As práticas orçamentárias no Brasil relegam a segundo plano a saudável avaliação do retorno social dos programas governamentais. Sem critérios de decisão para a continuidade ou não dos mesmos, o orçamento torna-se um exercício de constante ampliação de rubricas, onde nada se corta e tudo se amplia.
O processo orçamentário brasileiro é incremental. Nesse sistema os gastos e ações em execução são justificáveis pelo simples fato de já existirem, cabendo aos que elaboram, aprovam e executam os orçamentos públicos interferirem apenas em decisões marginais de acréscimos ou de reduções dos programas. A eficiência e a eficácia deles não são analisadas.
A PEC 55 (PEC 241 na Câmara dos Deputados) aprovada dias atrás no Senado pode mudar essa realidade. Ela determina que a expansão dos gastos primários da União em determinado ano não supere a inflação do ano anterior. Tal medida, ao definir um teto para as despesas públicas, vai impor maior racionalidade na gestão orçamentária e força a adoção de uma importante inovação nas finanças públicas que é o orçamento base-zero.
O orçamento base-zero inverte a lógica atual. A cada ano inicia-se a programação orçamentária a partir de uma página em branco. A manutenção de programas e atividades preexistentes e sua exclusão ou alteração, bem como a inclusão de novas atividades e gastos exigem sistemáticas e criteriosas avaliações anuais que justifiquem sua inclusão, exclusão ou alteração. Todo ano, cada projeto, novo ou preexistente, deve passar por rígida avaliação da relação custo-benefício antes de ser incluído na peça orçamentária para o ano seguinte.
Se os gestores das finanças públicas brasileira analisassem minuciosamente os orçamentos, nos três níveis de governo, para aferir a racionalidade dos gastos eles certamente chegariam à conclusão de que há incontáveis dispêndios injustificáveis. Inúmeros programas se mantêm por inércia sem que ninguém os questione em termos de sua eficácia e eficiência. Se fossem avaliados a fundo, segundo critérios de análise social de projetos, muitos deles com certeza seriam imediatamente extintos.
Há situações que necessariamente vão exercer forte pressão sobre as despesas ao longo da vigência da limitação dos gastos como determina a PEC 55, exigindo a redistribuição das dotações. Uma delas, por exemplo, é de natureza demográfica. Até 2036 a população idosa no país deve passar dos atuais 12,1% do total para 21,5%, o que deve aumentar a demanda por serviços de saúde e os dispêndios previdenciários. A revisão periódica de programas e atividades imposta pelo modelo orçamentário de “base zero” possibilita a realocação de recursos para essas áreas.

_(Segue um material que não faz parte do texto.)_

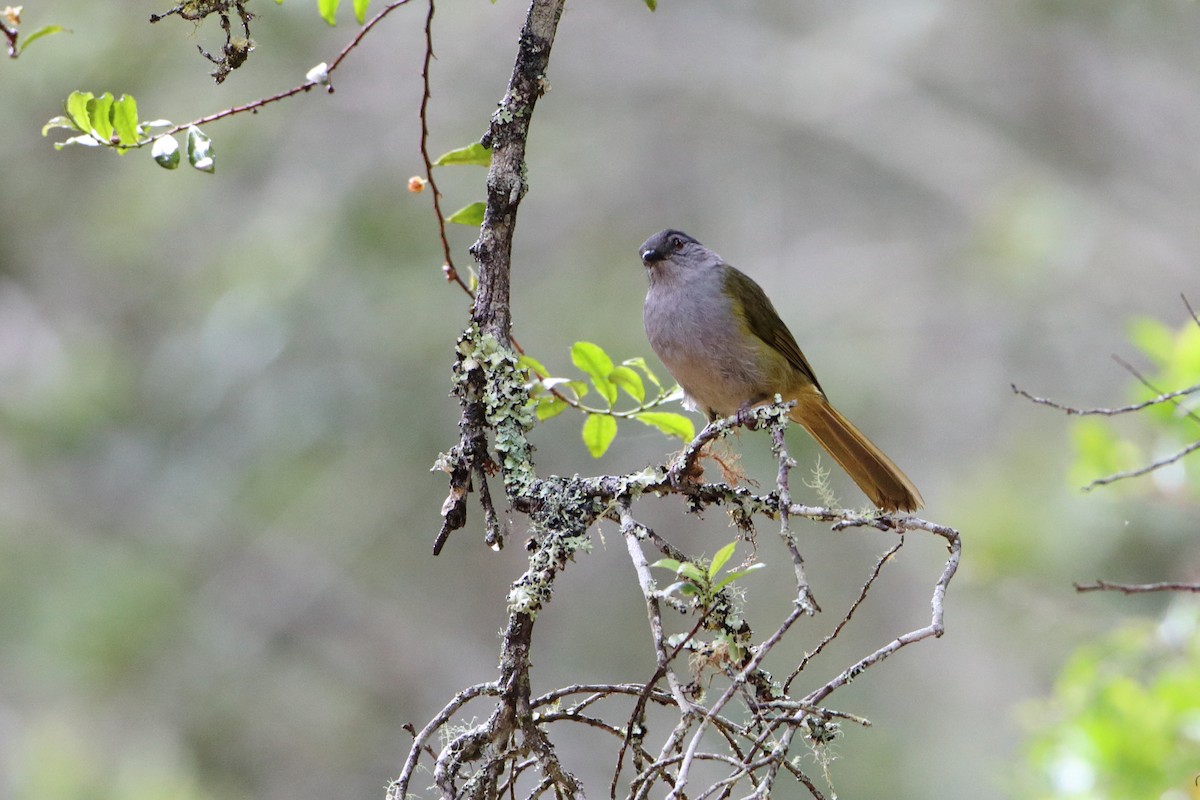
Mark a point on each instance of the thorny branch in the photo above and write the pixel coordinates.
(750, 723)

Se o modelo orçamentário atual permanecer como está, permitindo que gastos automaticamente continuem sendo executados ao mesmo tempo em que novas demandas passam a exigir novos dispêndios, é certo que haverá pressão para o agigantamento do Estado e os desajustes fiscais se tornarão cada vez mais críticos.
O orçamento base-zero e a PEC 55 são fortemente complementares. É uma combinação que tende a qualificar a despesa pública e que restabelece o indispensável equilíbrio orçamentário, necessário para o país recuperar sua trajetória de crescimento sustentável.